I had thought of visiting the antiquarian bookshop so wonderfully situated at the end of the Via del Rosario not far from the Roman theatre—a shop we must visit—but I held off, thinking I could research it myself. It astounds me that it appears to be a copy of a work by Richard Francis Burton. He published it as if it was merely a translation but it was his work. The edition is very rare for only a few copies were issued without the name of the publisher—Quaritch—on the title page. The inscription seems to be for the sister of an artist who visited Trieste and produced paintings of Burton. I have been reading about her and supposedly she was a close friend, and when Burton died, she experienced his ghostly visitation, so she knew when she awoke that he had died in the night. And she was correct. Such stories. Such stories. And how it found its way into a pile of odds and ends in a small town in Slovenia is a mystery. Perhaps, to follow the line, it was the spirit of Burton or Daisy who led me to the site. Stories upon stories.

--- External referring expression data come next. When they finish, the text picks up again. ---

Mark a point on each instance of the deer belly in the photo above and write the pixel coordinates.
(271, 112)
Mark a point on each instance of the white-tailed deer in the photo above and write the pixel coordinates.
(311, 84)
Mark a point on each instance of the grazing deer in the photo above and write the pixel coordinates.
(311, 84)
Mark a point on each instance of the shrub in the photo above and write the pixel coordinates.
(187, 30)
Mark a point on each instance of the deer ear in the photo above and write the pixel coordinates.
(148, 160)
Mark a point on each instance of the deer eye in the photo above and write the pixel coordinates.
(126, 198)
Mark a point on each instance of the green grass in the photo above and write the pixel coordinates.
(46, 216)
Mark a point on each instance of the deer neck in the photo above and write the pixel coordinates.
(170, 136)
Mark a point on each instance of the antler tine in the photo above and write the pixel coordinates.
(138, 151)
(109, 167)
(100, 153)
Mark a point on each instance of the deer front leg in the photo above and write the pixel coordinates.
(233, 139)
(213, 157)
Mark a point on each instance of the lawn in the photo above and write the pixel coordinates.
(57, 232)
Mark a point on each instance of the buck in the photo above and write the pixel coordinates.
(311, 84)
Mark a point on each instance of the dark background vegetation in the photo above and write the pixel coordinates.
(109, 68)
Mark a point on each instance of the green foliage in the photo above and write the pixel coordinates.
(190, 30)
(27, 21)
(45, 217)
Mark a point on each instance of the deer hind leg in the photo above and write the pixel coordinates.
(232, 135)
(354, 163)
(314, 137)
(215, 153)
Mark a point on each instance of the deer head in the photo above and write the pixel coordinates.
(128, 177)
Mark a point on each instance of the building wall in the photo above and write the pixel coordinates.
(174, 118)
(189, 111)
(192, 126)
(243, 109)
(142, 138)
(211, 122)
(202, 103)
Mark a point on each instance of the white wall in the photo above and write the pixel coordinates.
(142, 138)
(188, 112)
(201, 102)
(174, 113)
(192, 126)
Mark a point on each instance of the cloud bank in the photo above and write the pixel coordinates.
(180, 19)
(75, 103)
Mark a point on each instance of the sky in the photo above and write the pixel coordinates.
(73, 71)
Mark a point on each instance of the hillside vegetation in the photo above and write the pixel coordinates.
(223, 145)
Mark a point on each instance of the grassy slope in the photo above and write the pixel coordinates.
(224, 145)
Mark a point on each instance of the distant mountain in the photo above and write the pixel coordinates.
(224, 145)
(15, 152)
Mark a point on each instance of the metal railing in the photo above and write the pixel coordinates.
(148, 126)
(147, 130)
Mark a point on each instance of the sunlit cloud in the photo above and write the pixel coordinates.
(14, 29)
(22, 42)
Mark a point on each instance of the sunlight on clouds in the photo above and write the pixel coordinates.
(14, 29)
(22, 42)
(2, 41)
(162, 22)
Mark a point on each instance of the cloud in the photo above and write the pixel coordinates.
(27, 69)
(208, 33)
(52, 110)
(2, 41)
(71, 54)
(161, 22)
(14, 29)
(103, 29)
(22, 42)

I am so sorry. I have written far too much. I may have lost you on the border!

I have been mulling over what to write for my next novel. This morning I was even considering a possible foray into speculative fiction, but I feel I will stick to my idea of writing about love and life. I have had a title in mind for some time: The Under-Glasse. My publisher will probably baulk at the name. It comes from Herrick. I didn't bring many books with me since I have my tablet, Kobo, and laptop, but I did bring my Anchor Books copy of The Complete Poetry of Robert Herrick. Something about the smell of old Anchor books is intoxicating. I bought this one at that shop Lafcadio & Co.

The title is from a poem by Herrick. I shall type it out for you.

The Houre-glasse

The Houre-glasse, which there ye see
With Water fill'd, (Sirs, credit me)
The humour was, (as I have read)
But Lover's tears inchristalled.
Which, as they drop by drop doe passe
From th'upper to the under-glasse,
Do in a trickling manner tell,
(By a watrie syllable)
That lover's tears in life-time shed,
Do restless run when they are dead.

I send you all my love and hope all is well.
Pavor

He directed the cursor over the 'send' button, hovering for a brief moment, a hesitation of his editor's mind, but pressed down and off his letter went into the digital ether.